Two of the biggest mistakes that new business owners make are failing to properly assess new clients as a credit risks, and failing to make sure all their contracts and paper work are in order. Businesses that provide services, as opposed to goods, are especially prone to committing to work before determining if a client will be able to pay. These businesses are also prone to creating contracts that don’t adequately cover the business if a client stops paying their bills.
Since most credit applications are designed to help a company decide whether or not to grant credit to a client, the information gathered in the application tends to be less than helpful when a client stops paying bills. For example, many credit applications only ask for one set of contact information. However, if a client suddenly wants to avoid you, having more extensive contact information is better for your business.
Another item often missing from credit applications is permission to run a personal credit report on the owner of the company. If a company stops paying its bills then having the ability to assess the owner’s personal credit can become a useful negotiating tactic. If the owner personally has the ability to pay the debts, he or she may be willing to do so. On the other hand, if you run a credit report and discover that the owner is also in debt, it may be an indication that the company is in trouble and you should settle for a portion of the amount owed. A company must have permission to run a personal credit report. As a business owner, if you do not want other businesses running a credit report on you, make sure you carefully read any credit applications that you fill out.

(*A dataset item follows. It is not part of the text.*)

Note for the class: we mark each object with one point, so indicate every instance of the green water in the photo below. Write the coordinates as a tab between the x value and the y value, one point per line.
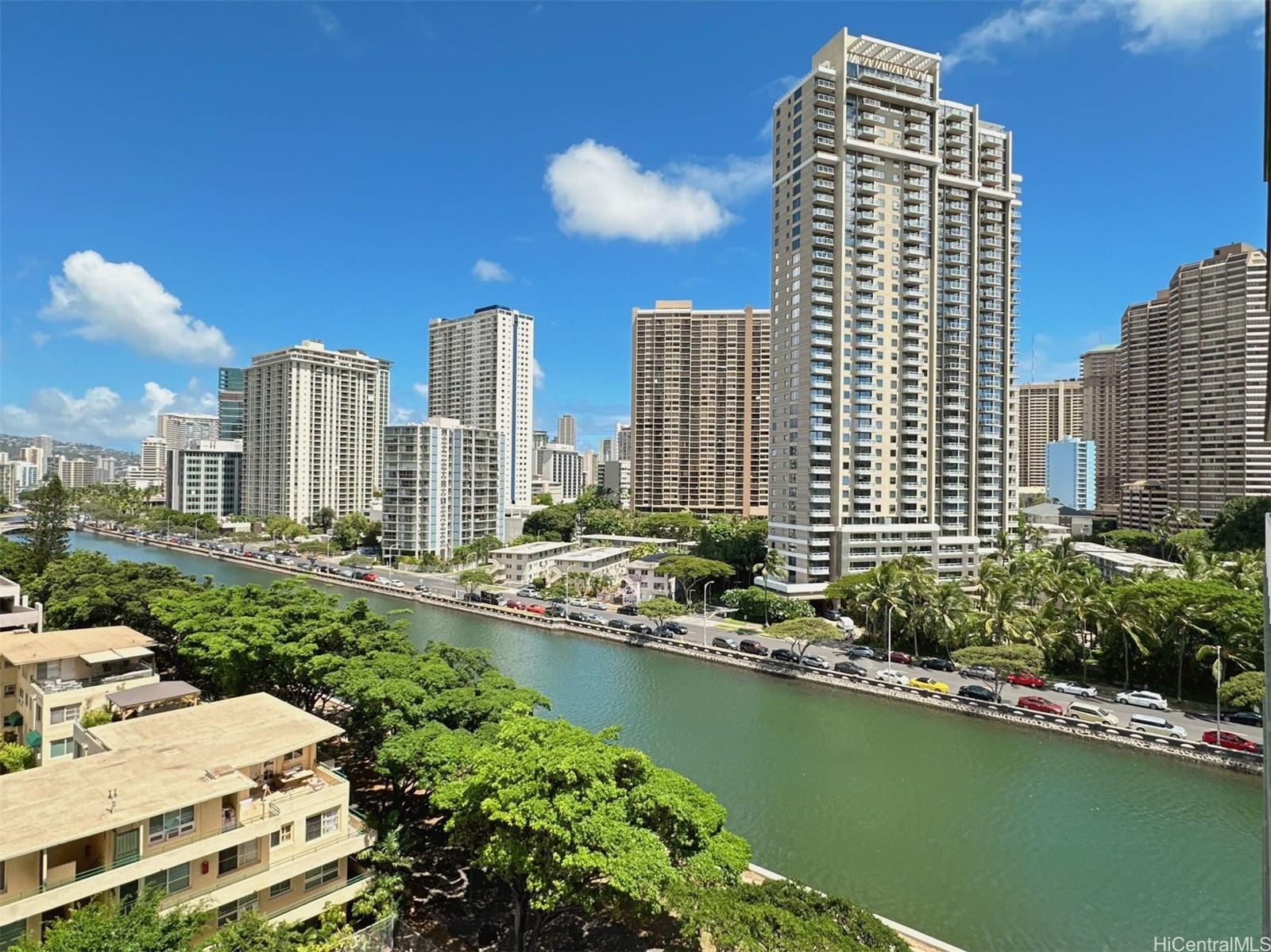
984	835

A well-designed credit application, one done with the input of the debt collection process, will not only determine the worthiness of the applicant, but also help protect a company in the event that a formerly good risk turns bad. Some common items missing in most credit applications include:
- A personal guarantee
- Extensive contact information (necessary in the event the customer suddenly wants to avoid you);
- Acceleration clause of all amounts due under contracts;
- Provision for customer to pay collection costs in the event of default;
- Attorney fee provision;
- Correctly worded litigation venue, jurisdiction and law provision;
- Permission clause to evaluate business owner’s personal credit;
- Well-designed signature block.
Payment terms on contracts are another area where many new business owners fail to protect themselves from nonpayment. Often times, when creating a contract a business owner only details the work to be done, and fails to look after his or her own interests.
Some common payment elements missing from many contracts include:
- Payment method (check, credit card, etc)
- Payment schedule
- Late fees
- Work-stop agreement (stating that you have the right to stop work on a project if fees are late).
There’s so much to learn when you start a new business. Making sure you understand the ins and outs of credit applications, contracts, and even commercial collections are all important aspects of keeping your business safe.